Pour développer ces deux personnages, aussi chargés en émotions l'un que l'autre, l'auteur a opté pour une plume différente selon qui l'on va suivre. Ainsi les chapitres consacrés à Brian font montre d'une plume contemplative, où l'introspection prend une part importante alors qu'une mélancolie diffuse imprègne toute l'atmosphère. C'est une plume plus ronde alors que les chapitres consacrés à Neil sont écrits dans un style plus acéré, plus mordants. Il faut noter que le parcours de Neil, en véritable acteur principal de sa propre tragédie, nous sont souvent contés par la vision de personnages secondaires tout aussi délicieux et attachants. Leurs points de vue sur le parcours de Neil témoignent de l'impuissance que l'on ressent parfois envers un proche qui refuse notre aide. Des chapitres poignants parcourus par des fulgurances poétiques qui illustrent la détresse psychologique des personnages.
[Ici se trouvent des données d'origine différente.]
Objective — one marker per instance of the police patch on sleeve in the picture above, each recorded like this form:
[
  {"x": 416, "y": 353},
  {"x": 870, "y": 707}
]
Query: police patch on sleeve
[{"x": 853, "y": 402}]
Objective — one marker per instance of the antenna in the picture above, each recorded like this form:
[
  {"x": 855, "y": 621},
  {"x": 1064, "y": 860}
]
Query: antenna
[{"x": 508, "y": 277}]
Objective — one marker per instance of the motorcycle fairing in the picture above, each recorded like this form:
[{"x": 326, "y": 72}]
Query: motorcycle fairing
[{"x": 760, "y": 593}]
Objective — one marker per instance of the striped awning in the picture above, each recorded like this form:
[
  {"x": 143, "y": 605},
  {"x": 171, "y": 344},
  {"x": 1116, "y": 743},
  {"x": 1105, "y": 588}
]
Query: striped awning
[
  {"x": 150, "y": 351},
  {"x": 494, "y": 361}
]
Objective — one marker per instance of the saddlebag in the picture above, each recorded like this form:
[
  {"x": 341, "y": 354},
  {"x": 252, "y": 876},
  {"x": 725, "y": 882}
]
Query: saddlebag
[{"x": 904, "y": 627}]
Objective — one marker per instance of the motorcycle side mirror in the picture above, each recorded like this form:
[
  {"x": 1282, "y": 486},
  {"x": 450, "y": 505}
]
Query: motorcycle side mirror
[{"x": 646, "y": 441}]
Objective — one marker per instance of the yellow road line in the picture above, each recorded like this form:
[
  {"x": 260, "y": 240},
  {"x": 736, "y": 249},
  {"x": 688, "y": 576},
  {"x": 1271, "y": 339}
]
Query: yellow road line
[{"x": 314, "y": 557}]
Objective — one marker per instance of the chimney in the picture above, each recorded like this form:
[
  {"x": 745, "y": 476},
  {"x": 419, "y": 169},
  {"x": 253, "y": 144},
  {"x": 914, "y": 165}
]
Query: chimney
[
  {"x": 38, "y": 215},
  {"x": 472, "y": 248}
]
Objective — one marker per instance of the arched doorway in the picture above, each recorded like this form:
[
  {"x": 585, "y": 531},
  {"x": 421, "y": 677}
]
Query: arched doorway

Un récit d'une grande finesse et il n'en fallait pas moins étant donné les sujets délicats qu'il aborde. Les thèmes de la pédophilie, la sexualité précoce et la prostitution sont abordés de manière frontale mais jamais gratuite. Une finesse que l'on retrouve lors d'un final que certains jugeront abrupt mais ce serait oublié que l'auteur ne nous a jamais promis une fin heureuse, juste le chemin qui mène à celle-ci.